Reservations about the future

ON THE REZ By Ian Frazier Farrar, Straus and Giroux 311 pp., $25

Readers who enjoyed Ian Frazier's 1989 best-seller, "Great Plains," will not be disappointed in his newest book, an account of his travels among the Oglala Sioux of the Pine Ridge Reservation in western South Dakota.

While "On the Rez" is more narrowly focused in subject and darker in tone, Frazier uses a similar, anecdotal narrative style that worked so well in his previous book. Without a chronological structure, moving freely from the present day to recent history to the 19th century, and mixing journalism with scholarship, Frazier gives an insightful and richly detailed portrayal of modern-day Indian life on the northern plains, one that manages to be both deeply empathetic and wholly unsentimental.

Frazier spends much of his time, and gathers much of his material, while driving around with his friend Le War Lance, a Pine Ridge resident - who appears memorably, if briefly, in "Great Plains" - and various of Le's relatives and friends. Indeed, judging from the author's experience, driving around is something that contemporary Plains Indians must do a lot. "Two 32-mile round trips between Oglala and Pine Ridge in a day were not uncommon," he writes. "Then there were the longer drives up to Rapid City to see doctors or relatives, trips to Chadron, Nebraska, to take a television to a repair shop, trips to Hot Springs, South Dakota, to drop [Le's brother] off at the Veteran's Hospital, trips to see a medicine man who lives miles off the paved road. It seemed as if every time I looked at the gas gauge it was falling back to empty, and every time I checked the odometer I had added another 300 miles. The Oglala may have lost the prairie vastnesses they used to hunt, but they are still obliged to roam."
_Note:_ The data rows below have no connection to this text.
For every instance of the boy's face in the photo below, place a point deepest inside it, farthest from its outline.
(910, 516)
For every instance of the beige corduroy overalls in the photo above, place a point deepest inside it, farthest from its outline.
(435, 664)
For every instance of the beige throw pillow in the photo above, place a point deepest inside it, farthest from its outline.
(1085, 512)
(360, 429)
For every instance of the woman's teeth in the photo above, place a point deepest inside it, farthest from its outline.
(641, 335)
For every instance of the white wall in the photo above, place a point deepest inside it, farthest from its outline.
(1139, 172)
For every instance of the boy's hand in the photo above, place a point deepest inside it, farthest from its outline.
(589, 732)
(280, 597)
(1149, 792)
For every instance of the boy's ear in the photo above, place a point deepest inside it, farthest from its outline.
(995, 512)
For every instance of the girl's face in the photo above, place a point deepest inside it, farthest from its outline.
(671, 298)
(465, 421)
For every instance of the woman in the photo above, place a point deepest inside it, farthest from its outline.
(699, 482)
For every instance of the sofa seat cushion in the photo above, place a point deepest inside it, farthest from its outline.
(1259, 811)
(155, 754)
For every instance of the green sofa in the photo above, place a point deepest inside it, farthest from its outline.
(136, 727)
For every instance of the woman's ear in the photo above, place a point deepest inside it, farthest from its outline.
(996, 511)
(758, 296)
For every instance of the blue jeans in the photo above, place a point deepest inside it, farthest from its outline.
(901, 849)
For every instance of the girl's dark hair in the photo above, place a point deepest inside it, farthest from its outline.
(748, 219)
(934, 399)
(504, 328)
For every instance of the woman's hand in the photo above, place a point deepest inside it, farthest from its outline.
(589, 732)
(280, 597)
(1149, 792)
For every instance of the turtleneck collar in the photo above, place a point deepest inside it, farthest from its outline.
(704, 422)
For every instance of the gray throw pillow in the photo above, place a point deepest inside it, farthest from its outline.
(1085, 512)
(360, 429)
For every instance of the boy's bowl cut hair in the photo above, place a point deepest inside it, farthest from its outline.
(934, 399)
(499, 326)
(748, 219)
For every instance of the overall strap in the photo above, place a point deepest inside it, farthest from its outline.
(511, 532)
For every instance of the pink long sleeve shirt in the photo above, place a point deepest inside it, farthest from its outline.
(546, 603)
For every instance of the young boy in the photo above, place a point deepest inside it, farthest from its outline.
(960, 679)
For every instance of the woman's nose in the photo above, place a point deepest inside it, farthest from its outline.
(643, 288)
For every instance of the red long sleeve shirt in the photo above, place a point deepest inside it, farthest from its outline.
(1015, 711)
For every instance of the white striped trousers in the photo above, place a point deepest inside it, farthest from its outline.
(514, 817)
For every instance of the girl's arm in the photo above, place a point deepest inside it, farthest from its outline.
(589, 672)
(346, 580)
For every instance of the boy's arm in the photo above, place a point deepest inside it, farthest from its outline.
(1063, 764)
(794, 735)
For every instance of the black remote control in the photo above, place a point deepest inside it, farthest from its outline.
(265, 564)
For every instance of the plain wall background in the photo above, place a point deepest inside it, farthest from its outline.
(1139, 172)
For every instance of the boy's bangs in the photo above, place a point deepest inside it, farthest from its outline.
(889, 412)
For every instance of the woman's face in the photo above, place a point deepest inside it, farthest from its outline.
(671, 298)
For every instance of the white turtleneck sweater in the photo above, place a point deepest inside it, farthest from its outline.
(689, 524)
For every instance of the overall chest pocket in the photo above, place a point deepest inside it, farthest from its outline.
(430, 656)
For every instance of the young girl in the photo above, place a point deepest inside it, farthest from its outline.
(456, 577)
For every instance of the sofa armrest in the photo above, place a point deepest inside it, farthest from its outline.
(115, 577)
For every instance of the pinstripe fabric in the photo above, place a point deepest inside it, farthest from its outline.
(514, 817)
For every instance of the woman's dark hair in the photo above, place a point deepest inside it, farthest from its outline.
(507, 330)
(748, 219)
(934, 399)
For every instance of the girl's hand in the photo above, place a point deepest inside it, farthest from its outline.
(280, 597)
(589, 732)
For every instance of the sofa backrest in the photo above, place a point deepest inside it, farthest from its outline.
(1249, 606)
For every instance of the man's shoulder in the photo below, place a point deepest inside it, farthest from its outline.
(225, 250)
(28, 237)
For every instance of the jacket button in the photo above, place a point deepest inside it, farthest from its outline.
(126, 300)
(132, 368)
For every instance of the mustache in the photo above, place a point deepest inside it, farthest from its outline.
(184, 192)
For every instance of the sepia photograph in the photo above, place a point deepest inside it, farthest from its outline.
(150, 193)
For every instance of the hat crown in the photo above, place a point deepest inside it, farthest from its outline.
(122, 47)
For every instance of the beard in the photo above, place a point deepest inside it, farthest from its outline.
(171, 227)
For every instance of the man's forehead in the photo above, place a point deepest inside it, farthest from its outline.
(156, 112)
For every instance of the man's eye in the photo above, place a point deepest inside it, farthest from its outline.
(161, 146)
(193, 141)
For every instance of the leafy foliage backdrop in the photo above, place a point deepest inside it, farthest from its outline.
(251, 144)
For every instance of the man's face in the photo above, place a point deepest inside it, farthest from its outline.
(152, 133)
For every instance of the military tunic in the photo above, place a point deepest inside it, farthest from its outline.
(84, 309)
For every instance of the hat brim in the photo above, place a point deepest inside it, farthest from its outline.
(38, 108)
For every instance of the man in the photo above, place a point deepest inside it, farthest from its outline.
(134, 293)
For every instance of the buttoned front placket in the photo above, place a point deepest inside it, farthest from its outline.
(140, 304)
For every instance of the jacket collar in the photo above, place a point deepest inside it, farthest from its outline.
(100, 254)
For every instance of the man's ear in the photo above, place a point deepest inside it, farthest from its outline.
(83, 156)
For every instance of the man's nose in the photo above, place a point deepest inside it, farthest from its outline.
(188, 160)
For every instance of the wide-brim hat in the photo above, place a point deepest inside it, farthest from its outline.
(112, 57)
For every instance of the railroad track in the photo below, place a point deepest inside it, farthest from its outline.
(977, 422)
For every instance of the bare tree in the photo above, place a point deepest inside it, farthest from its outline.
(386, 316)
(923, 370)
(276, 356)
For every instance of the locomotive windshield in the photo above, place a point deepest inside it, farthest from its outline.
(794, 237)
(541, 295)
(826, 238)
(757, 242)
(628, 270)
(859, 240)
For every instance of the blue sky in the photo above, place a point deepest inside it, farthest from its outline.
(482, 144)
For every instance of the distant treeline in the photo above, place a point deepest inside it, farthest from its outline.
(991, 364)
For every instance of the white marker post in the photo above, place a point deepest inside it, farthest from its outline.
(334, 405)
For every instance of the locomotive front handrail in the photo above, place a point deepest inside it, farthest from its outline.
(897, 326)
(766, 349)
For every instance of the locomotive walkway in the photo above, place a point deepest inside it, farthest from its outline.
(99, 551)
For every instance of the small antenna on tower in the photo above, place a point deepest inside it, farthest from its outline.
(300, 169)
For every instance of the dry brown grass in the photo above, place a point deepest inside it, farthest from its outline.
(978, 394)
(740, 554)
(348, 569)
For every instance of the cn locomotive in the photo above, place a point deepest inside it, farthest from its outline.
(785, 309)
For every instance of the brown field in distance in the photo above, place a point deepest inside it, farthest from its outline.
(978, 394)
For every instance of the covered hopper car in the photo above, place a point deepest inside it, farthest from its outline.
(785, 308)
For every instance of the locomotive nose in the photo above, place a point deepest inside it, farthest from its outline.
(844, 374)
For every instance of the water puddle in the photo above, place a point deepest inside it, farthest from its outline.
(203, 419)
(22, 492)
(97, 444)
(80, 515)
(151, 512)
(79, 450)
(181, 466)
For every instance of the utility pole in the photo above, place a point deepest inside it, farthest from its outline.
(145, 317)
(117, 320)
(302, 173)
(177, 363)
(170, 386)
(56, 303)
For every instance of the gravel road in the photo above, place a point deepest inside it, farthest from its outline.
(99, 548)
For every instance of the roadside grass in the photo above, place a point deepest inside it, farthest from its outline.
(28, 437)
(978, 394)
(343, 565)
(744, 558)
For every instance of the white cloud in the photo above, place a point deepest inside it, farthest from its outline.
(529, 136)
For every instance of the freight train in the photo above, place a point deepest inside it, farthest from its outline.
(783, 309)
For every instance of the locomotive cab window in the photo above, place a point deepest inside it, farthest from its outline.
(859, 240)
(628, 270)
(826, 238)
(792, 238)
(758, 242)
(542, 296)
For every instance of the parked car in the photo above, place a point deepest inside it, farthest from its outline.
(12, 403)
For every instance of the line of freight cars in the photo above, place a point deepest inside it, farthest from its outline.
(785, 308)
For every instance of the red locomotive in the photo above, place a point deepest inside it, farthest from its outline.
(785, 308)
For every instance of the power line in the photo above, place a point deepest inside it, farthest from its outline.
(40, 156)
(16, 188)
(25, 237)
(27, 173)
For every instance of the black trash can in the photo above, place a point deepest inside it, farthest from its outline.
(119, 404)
The Indian reservation (with a handful of casino-rich exceptions) conjures up the most desolate images in the minds of many Americans. " 'Bleak' is a word attached in many people's minds to the idea of certain Indian reservations, of which the Oglala's reservation is perhaps the best example," Frazier writes. "Oddly, it is a word I have never heard used by Indians themselves."

Nevertheless, it would be hard to find a better word to use to describe the picture of life on the Pine Ridge reservation that Frazier presents: widespread poverty, alcoholism, suicide, and a general feeling of hopelessness. In the end, his frequent complaints of the way the media attach the word "bleak" to the reservation is at odds with the picture he paints of the place, a discrepancy that is never resolved. To Frazier, the lights of the village of Pine Ridge, as seen from atop a hill, may suggest the lights of Los Angeles as seen from Mulholland Drive. To an Indian resident, "It looks pretty, but it's just a slum."

While Frazier does not gloss over the "saddening statistics" of Indian life, he balances the ledger somewhat by pointing to positive numbers, hopeful signs that are generally overlooked: the increase in Indian life expectancy over the past 20 years, the increase in the number of Indian college graduates, the success of many new tribal colleges, and the large decline in the percentage of Indians living in poverty over the last 10 years.

But "On the Rez" is anything but a book of stats. With a gentle wit and engaging style, Frazier portrays many memorable individuals who are making the best of life on the rez, surviving, even prospering, with dignity, resilience, and a sense of humor.

The book is also full of historical information, as well as bits of Indian lore (a good fishing line can be made of the white hairs of a horse's tail, braided together), and a short list of the author's favorite Lakota words.

Frazier, who is also an accomplished essayist and humorist, doesn't end his book with grand summations or an analysis of Indian problems or suggestions on improving their lot. But he does make an impassioned and convincing plea for the government to return 1.3 million acres of federal land in the Black Hills of South Dakota to the Sioux; land which, even Congress agrees, was taken illegally from the Indians.

*David Conrads is a freelance writer in Kansas City, Mo.